Noah frunció el ceño.

—Entonces no son sueños.

La ayudó a ponerse de pie y la llevó hacia una de las piedras talladas del claro. Pasó la mano por los símbolos con respeto.

—Estas marcas —dijo— no son de lobos. Son anteriores a las manadas. Anteriores incluso a la Diosa Luna.

Astraea sintió un escalofrío.

—¿Qué soy?

Noah la miró fijamente.

—No completamente loba —respondió—. Pero tampoco otra cosa del todo.

Antes de que pudiera decir más, un aullido cortó el aire.

No era de alarma.

Era de llegada.

Tres figuras emergieron del bosque. Dos hombres y una mujer. Sus aromas eran extraños, mezclados, difíciles de identificar.

—Brujos —susurró Astraea sin saber cómo lo sabía.

La mujer sonrió.

—Sangre despierta reconoce sangre despierta.

Noah se tensó, colocándose frente a Astraea.

—No sois bienvenidos aquí.

—No venimos por ti, Alfa de la Frontera —respondió uno de los hombres—. Venimos por ella.
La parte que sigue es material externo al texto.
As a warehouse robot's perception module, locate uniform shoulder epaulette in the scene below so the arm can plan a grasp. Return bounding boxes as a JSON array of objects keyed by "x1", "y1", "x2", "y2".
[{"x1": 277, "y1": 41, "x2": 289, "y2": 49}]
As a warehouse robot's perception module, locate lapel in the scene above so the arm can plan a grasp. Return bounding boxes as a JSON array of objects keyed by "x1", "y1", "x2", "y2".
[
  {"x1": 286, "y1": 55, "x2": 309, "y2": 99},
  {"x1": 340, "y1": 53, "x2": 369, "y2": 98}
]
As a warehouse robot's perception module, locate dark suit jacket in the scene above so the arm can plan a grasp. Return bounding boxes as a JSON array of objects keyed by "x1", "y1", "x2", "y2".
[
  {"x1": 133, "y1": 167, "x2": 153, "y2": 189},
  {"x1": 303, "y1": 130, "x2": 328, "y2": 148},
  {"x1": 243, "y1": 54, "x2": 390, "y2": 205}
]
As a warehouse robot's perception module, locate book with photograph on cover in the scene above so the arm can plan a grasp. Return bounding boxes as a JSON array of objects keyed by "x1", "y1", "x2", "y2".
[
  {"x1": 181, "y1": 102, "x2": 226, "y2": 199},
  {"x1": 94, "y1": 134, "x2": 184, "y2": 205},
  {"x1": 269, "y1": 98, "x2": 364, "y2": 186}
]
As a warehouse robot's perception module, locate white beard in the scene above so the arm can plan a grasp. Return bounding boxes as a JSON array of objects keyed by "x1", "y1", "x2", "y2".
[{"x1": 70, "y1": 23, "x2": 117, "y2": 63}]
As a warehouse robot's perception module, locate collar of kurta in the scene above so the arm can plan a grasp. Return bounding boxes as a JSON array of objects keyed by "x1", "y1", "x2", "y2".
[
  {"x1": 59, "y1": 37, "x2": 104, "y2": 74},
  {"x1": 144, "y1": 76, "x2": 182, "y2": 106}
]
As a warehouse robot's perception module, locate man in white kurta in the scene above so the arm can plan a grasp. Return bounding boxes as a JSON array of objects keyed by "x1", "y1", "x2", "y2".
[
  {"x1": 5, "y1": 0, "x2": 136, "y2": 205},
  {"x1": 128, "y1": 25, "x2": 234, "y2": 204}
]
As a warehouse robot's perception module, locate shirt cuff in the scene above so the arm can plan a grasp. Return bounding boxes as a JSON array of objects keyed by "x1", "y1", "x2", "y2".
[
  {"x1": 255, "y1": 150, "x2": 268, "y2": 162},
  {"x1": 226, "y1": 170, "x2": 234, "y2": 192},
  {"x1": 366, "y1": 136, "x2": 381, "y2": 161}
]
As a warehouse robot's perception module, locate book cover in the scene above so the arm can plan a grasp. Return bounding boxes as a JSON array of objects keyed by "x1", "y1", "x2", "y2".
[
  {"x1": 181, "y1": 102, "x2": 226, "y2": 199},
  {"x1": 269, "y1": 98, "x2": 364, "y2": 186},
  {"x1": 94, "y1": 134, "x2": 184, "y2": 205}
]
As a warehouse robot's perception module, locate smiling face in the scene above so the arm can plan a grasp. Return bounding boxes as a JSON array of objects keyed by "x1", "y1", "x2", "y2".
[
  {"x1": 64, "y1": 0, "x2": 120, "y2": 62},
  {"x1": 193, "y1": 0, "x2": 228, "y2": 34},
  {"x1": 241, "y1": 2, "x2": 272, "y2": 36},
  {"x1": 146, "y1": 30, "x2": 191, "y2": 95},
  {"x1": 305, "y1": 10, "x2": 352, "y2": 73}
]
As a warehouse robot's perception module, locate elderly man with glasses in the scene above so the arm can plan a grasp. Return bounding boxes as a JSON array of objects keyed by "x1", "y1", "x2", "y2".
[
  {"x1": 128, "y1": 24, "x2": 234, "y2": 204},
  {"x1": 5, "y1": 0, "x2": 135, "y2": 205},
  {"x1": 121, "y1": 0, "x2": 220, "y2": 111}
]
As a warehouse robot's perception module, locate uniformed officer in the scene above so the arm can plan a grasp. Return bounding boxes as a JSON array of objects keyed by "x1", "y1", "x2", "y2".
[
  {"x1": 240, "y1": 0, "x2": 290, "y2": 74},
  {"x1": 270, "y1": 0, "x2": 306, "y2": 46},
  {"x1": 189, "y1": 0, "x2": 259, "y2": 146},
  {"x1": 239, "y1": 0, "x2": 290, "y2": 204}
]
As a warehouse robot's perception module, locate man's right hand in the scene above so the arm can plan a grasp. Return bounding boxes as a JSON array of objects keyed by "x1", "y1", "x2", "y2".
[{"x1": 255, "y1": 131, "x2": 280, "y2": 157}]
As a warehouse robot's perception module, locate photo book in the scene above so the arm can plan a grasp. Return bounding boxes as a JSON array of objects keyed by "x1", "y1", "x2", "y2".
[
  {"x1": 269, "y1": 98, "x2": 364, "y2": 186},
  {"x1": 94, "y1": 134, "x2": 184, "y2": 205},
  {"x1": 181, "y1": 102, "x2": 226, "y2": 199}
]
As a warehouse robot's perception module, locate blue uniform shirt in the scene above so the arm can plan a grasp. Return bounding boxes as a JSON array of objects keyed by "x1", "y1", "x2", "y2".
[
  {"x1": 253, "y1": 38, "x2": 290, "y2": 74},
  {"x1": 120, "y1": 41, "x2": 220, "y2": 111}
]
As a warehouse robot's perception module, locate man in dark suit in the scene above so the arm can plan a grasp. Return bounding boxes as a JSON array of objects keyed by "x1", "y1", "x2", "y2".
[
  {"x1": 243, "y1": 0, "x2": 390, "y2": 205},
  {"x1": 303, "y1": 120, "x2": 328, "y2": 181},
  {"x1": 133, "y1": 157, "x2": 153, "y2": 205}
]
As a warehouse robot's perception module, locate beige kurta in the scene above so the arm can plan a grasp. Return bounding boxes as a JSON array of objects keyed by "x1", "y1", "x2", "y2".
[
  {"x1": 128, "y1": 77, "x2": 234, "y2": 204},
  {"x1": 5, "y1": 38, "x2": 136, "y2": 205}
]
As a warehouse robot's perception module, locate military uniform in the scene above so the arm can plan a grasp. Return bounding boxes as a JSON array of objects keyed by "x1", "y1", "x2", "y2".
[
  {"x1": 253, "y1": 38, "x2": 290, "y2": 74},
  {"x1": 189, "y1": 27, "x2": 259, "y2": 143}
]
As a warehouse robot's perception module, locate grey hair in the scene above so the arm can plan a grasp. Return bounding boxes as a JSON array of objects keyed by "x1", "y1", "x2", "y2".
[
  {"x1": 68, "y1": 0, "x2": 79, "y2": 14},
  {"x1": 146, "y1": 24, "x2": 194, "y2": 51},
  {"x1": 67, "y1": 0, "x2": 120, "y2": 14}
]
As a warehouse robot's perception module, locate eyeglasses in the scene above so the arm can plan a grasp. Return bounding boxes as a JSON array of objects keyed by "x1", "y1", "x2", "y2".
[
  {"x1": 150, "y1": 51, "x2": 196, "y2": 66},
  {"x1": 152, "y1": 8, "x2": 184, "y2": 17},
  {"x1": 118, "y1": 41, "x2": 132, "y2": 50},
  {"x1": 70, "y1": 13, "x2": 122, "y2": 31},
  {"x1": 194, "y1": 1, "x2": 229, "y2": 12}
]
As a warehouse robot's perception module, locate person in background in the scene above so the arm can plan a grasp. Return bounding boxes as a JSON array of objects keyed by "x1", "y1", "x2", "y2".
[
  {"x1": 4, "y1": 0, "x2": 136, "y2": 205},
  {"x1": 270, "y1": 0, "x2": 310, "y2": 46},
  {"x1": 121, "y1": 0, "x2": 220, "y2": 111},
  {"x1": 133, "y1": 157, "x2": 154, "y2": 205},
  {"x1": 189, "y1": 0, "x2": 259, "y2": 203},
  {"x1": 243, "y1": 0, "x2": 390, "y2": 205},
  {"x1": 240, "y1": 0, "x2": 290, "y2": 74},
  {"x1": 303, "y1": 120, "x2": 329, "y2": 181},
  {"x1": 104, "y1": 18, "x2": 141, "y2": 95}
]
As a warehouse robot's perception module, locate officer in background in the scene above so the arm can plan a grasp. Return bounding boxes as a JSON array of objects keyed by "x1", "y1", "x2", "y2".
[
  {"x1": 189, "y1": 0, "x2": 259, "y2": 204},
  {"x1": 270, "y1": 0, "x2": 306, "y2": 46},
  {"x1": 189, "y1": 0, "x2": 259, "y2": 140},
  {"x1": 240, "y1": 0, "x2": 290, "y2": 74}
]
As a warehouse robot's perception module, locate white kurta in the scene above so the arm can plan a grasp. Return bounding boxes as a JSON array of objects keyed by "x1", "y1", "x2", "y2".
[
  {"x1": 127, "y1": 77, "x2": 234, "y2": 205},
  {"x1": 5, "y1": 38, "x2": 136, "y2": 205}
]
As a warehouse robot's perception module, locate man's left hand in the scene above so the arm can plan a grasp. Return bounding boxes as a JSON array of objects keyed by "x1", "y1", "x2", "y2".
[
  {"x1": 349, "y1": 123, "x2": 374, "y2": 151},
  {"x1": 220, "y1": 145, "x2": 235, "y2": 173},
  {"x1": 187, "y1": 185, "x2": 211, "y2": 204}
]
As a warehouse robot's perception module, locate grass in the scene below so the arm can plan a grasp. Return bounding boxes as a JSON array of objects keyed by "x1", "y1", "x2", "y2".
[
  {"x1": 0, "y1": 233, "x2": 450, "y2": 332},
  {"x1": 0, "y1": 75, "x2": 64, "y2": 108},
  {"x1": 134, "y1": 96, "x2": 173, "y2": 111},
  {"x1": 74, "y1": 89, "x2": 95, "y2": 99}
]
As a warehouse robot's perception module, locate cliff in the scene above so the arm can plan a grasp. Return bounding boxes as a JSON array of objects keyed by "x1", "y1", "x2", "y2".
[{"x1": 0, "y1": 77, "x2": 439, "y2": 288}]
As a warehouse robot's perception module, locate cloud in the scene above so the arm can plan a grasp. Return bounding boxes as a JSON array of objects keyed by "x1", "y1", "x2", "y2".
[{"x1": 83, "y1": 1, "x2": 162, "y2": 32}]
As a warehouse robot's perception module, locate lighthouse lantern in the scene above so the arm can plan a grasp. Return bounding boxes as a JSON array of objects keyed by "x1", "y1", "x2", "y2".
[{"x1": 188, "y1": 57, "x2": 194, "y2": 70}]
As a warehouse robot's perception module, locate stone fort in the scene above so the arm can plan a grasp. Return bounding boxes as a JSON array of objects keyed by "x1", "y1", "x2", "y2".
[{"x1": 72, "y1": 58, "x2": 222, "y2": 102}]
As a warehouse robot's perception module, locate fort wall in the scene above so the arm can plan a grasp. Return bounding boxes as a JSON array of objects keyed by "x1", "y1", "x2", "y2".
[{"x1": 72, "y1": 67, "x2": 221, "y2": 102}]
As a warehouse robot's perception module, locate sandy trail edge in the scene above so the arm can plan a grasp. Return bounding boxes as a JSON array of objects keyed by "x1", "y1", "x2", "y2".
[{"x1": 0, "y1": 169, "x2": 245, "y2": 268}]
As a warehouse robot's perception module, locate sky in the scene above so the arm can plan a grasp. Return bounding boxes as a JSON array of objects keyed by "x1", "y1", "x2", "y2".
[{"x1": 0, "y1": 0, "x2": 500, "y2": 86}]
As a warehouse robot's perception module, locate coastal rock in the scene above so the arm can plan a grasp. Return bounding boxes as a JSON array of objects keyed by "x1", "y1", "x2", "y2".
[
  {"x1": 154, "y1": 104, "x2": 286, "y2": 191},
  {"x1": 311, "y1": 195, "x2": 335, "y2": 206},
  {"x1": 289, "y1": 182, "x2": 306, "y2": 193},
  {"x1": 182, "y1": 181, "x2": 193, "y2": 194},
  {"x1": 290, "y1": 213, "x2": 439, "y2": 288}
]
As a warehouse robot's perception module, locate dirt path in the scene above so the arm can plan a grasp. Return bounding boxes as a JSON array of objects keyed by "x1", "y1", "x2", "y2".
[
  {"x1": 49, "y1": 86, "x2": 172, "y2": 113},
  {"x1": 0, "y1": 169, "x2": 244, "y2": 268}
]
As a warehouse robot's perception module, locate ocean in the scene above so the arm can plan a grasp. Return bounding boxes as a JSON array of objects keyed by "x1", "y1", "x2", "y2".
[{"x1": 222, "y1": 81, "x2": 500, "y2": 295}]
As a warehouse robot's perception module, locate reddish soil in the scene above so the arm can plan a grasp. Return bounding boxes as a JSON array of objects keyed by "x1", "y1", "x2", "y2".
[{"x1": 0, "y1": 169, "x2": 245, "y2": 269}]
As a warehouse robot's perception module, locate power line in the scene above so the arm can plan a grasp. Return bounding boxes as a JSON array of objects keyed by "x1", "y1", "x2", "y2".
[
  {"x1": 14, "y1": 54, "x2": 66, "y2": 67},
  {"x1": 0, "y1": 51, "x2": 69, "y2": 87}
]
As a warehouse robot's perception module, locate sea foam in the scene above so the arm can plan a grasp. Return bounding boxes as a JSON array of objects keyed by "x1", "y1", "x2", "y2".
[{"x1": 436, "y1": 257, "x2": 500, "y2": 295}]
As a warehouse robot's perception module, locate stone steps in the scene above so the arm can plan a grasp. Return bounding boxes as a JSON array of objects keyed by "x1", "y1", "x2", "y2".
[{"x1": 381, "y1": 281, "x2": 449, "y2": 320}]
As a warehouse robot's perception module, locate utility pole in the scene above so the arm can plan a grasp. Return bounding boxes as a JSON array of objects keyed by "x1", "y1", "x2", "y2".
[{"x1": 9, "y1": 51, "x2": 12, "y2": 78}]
Astraea dio un paso adelante.

—¿Quiénes sois?

La mujer la observó con intensidad.

—Guardianes del Velo —dijo—. Y tú, niña, llevas en las venas el eco de algo que casi destruyó este mundo.

La presencia antigua se removió con fuerza.

Por fin, murmuró.

Astraea se llevó una mano al pecho.

—Díganme.

Los Guardianes intercambiaron una mirada.

—Tu linaje se creía extinguido —continuó la mujer—. Mitad loba. Mitad portadora del Fuego Primordial.

El nombre cayó como un trueno.

—Las Lunas Negras —añadió—. Devoradoras de dioses. Asesinas de Reyes Lycan.

El silencio fue absoluto.

Noah apretó la mandíbula.

—Eso es imposible.

—Lo era —respondió ella—. Hasta ahora.

Astraea sintió miedo.

Y orgullo.

—¿Por qué yo? —preguntó.

—Porque alguien intentó sellar tu poder antes de que nacieras —dijo el segundo hombre—. La Diosa Luna misma.

La rabia le subió a la garganta.

—¿Ella me hizo esto?

—Ella te hizo sobrevivir —corrigió la mujer—. Pero te mantuvo pequeña. Dormida. Controlable.

La presencia antigua rió en su interior.

Te mentí a medias, dijo. Siempre lo hago.

Noah miró a Astraea con una mezcla de cautela y algo más oscuro.

—Si esto se sabe…

—Vendrán a matarla —terminó el brujo—. O a usarla.

Astraea levantó la cabeza.

—Que vengan.

El viento cambió.

Los Guardianes se tensaron.

—No es solo eso —añadió la mujer—. El rechazo de tus compañeros rompió un equilibrio antiguo. El Fuego Primordial ya no responde a la Diosa. Te responde a ti.

Astraea cerró los ojos.

Vio la luna negra otra vez.

—¿Qué tengo que hacer? —preguntó.

La mujer dio un paso atrás, inclinando la cabeza con respeto.

—Recordar —dijo—. Recordar quién fuiste. Y decidir si este mundo merece que vuelvas a serlo.

Cuando los Guardianes se fueron, el claro quedó en silencio.

Noah habló primero.

—Esto cambia el trato.

Astraea lo miró.

—No —respondió—. Lo cumple.

Se volvió hacia el bosque, con el corazón latiendo fuerte.

La sangre recordaba.

Y pronto… el mundo también lo haría.